Onsen was something I never thought I could take part. For my first experience I was really nervous. However, It wasn’t as bad as I thought it would be, but now I always have a feeling of having more chances.
In a summary, now my ability and confidence to speak and understand Japanese has risen greatly and now have no fear going by myself to get something done anywhere in Sendai. Finally, I have learned about myself, and what kind of person I am.
A key to successful living in a foreign country is to have open mind, a will to learn, and to not be afraid of making mistakes but be sure to correct them the next time. My stay here has been great cultural and language improving experience. I had to experience eating Japanese food, the culture, and speak in the language everyday. The feeling I get when I can communicate, understand, and learn new things in a language other than English is indescribable.

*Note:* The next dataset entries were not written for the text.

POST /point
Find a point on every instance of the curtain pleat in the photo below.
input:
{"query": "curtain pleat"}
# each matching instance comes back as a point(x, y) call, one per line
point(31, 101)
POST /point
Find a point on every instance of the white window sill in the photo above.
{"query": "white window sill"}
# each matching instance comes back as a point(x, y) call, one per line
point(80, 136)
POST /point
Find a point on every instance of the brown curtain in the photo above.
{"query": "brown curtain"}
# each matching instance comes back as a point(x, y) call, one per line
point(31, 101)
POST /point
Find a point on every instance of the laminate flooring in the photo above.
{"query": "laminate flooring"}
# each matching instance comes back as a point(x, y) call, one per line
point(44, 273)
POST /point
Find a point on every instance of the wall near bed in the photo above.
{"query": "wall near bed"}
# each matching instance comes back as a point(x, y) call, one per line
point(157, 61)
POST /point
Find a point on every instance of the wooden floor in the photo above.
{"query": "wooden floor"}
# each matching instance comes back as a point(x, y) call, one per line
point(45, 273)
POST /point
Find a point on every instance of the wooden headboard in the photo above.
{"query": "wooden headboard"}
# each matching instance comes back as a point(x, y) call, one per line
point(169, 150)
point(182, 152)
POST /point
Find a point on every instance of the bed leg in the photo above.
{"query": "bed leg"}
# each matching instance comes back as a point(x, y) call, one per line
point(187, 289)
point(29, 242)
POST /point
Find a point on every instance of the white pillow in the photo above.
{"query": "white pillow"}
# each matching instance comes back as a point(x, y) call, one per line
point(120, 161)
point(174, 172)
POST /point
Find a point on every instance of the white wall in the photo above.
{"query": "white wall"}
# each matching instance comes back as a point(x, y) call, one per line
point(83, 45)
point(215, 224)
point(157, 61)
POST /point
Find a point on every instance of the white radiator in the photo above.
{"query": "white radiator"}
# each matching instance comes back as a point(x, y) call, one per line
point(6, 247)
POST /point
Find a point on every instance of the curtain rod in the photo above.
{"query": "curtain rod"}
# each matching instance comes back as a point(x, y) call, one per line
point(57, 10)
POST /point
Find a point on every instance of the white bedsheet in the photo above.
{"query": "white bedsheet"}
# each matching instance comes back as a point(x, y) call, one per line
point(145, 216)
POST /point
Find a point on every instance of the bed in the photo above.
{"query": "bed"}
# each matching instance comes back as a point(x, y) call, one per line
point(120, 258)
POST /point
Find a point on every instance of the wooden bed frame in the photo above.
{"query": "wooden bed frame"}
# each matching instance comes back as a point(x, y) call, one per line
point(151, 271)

When I first came I assumed I would be happy to go back home but I have found myself to be very comfortable with my current life especially building my family without outside interference. If you ask me what the ingredients are to a good relationship in a foreign country I can say that they are:
1. Mutual respect,
2. Not always staying in your own house separating yourself from your neighbors,
3. Trying to live by the rules that they live by meaning not always thinking that your way is the best but trying other methods and
4. Not waiting to be asked to help but helping before you are asked.
People are afraid of differences so it is hard for them to get along with different kinds of persons but I think that we all have many more similarities than we do differences. If both sides were to realize this, then perhaps a common middle between the two cultures could be found.